Opening Keynote
Medievalist in the Loop: Putting the Humanities back into the Digital Humanities
The digital turn of the past century transformed the methods of collecting, storing, and analysing information. This transformation is evident not only in the natural sciences but also in the humanities. The emergence of digital humanities has successfully integrated digital technologies with humanities disciplines, including medieval studies. The capability to aggregate data from various sources enables the formulation of novel research questions, and the application of digital tools and methods facilitates their exploration on an unprecedented scale. In my lecture, I will demonstrate that the primary limitation for digital medieval studies today lies in the quality and granularity of the data available for digital analysis. There is an urgent need to produce high-quality datasets to unlock new research avenues. Consequently, I will argue for the increasing significance of comprehensive training in both the humanities disciplines and digital methodologies. Students of medieval studies have to learn how to think about manuscripts or literary texts as data sources, how to systematically collect and manage information, and how to make their research reusable and reproducible. More importantly, they also need to gain a solid understanding of traditional disciplines such as linguistics, codicology, and textual criticism to produce datasets that enable conducting innovative research, as there is no future of digital humanities without the humanities.
Katarzyna Kapitan
Dr Katarzyna Anna Kapitan is a manuscript scholar and digital humanist specialising in Old Norse-Icelandic literature and culture. Currently, she is Junior Research Fellow at Linacre College and Postdoctoral Fellow in Digital Scholarship at the University of Oxford. She is incoming Junior Chair in Computational Analysis of Written Cultures in Western Space at the École Nationale des Chartes, PSL Université. Her most recent research project involves a digital reconstruction and book-archaeological exploration of a dispersed manuscript library.
Closing Keynote
The Future of Digital Humanities – Beyond Humanities?

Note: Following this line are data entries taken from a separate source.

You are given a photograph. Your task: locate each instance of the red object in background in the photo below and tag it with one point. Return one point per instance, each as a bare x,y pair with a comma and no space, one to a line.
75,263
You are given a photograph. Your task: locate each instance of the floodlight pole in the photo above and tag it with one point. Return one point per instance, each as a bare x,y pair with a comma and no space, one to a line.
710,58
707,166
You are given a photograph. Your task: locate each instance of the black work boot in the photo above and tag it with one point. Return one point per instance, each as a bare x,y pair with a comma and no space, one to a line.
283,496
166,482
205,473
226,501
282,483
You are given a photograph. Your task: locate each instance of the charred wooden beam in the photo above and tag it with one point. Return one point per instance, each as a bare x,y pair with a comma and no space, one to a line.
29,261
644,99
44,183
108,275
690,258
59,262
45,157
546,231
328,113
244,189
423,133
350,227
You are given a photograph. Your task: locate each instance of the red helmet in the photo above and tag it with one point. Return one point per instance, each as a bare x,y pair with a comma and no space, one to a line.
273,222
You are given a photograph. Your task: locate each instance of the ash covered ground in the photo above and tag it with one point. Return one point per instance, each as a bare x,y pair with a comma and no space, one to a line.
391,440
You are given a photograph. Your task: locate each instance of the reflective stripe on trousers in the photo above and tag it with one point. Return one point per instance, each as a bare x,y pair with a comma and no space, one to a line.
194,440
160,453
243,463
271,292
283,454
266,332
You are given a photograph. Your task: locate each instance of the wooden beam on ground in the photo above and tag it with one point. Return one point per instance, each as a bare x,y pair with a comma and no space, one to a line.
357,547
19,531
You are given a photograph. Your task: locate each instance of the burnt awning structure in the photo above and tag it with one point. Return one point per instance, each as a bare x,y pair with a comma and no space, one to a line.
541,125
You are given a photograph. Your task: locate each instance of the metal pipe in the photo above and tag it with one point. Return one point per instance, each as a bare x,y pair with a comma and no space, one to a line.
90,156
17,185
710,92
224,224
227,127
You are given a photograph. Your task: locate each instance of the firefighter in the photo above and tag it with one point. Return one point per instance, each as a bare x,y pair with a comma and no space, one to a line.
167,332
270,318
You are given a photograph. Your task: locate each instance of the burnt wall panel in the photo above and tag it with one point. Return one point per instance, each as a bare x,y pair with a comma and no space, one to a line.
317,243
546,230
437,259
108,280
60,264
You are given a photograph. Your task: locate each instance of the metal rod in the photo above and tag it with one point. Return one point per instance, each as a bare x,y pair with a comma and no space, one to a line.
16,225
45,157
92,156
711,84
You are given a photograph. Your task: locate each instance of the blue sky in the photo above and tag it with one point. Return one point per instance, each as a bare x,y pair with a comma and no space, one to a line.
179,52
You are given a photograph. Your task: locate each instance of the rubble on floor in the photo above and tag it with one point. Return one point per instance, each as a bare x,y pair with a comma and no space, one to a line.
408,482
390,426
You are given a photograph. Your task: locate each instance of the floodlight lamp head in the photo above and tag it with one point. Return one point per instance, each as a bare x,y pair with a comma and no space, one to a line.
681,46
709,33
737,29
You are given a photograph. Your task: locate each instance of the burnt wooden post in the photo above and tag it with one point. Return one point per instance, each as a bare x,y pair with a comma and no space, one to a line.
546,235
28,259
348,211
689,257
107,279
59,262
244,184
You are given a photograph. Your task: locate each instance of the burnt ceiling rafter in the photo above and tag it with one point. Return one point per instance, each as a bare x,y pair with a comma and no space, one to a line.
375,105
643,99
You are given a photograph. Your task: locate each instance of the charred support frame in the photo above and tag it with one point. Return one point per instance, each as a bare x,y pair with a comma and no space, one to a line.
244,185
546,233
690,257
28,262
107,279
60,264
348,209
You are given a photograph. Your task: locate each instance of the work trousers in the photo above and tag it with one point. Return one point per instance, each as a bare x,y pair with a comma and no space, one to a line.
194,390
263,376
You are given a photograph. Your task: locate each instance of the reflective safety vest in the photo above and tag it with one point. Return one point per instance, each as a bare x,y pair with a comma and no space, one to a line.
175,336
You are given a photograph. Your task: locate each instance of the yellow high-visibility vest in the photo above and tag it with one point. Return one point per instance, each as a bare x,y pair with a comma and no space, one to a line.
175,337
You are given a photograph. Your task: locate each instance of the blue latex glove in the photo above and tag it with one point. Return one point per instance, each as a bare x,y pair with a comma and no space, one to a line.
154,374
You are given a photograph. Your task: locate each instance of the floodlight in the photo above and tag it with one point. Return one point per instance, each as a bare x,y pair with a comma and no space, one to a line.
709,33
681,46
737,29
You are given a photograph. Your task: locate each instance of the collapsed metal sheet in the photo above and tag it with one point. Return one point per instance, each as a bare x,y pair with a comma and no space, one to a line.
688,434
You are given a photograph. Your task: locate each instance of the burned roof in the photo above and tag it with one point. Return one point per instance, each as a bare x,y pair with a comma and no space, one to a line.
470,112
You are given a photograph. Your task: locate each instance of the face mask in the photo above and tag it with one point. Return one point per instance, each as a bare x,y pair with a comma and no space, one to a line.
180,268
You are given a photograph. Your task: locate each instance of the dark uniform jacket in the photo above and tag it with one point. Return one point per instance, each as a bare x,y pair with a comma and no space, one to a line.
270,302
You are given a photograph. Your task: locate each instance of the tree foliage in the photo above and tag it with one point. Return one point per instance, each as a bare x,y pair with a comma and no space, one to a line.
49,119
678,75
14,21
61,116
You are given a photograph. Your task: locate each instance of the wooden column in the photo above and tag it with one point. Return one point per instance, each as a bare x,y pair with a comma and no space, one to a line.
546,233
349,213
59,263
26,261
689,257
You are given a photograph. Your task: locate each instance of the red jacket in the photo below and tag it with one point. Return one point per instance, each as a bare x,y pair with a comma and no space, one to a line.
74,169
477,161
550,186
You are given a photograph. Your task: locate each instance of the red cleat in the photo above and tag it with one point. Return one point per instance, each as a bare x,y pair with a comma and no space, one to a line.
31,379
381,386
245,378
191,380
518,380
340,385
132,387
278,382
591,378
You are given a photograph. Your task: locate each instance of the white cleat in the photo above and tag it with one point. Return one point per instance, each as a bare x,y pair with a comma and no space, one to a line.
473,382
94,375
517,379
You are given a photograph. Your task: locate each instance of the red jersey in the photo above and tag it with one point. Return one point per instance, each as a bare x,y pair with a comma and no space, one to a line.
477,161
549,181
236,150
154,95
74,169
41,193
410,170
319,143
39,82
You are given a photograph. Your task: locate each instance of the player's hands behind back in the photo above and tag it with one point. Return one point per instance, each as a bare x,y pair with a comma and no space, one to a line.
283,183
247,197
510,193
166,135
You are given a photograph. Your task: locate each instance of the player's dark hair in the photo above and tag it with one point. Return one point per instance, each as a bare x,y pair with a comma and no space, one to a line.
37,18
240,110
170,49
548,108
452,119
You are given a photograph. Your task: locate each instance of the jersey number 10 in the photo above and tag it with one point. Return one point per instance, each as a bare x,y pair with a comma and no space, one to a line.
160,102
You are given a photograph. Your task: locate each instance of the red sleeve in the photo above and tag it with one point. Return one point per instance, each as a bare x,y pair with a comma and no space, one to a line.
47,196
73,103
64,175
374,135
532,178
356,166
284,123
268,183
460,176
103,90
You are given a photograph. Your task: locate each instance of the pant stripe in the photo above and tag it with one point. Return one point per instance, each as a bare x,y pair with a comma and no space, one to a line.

The natural sciences embraced computational tools and methods early on, primarily because of the extensive processing of large quantities of experimental data. More recently, the digital humanities (DH) have also started to incorporate these methods into their research agenda, driven by a significant increase in digitally available texts, images, audio and video files. However, I believe that this is not all that the natural sciences have to offer. In this talk I argue that DH can learn far more from the natural sciences than just adopting their statistical and computational methods. I look forward to explore the potential of adding theoretical frameworks and genuine research topics from the natural sciences to DH and reflect on how this might change the DH as a discipline in the future. Will there even be such a thing as DH in twenty years, or will digital methods and interdisciplinary collaborations just be the norm in a future world of “Interdisciplinary Digital Sciences”?
Manuel Burghardt
Manuel Burghardt is Full Professor of Computational Humanities at the Institute for Computer Science at Leipzig University. He is also leading the “Digital Lab” at the Research Centre Global Dynamics in Leipzig. With his research group, Manuel is exploring how computational methods can bring new interdisciplinary perspectives of knowledge to the humanities. In doing so, he is investigating all kinds of socio-cultural artifacts, ranging from text to audio-visual media and even video games. His current research focus is on computational game studies and digital environmental humanities.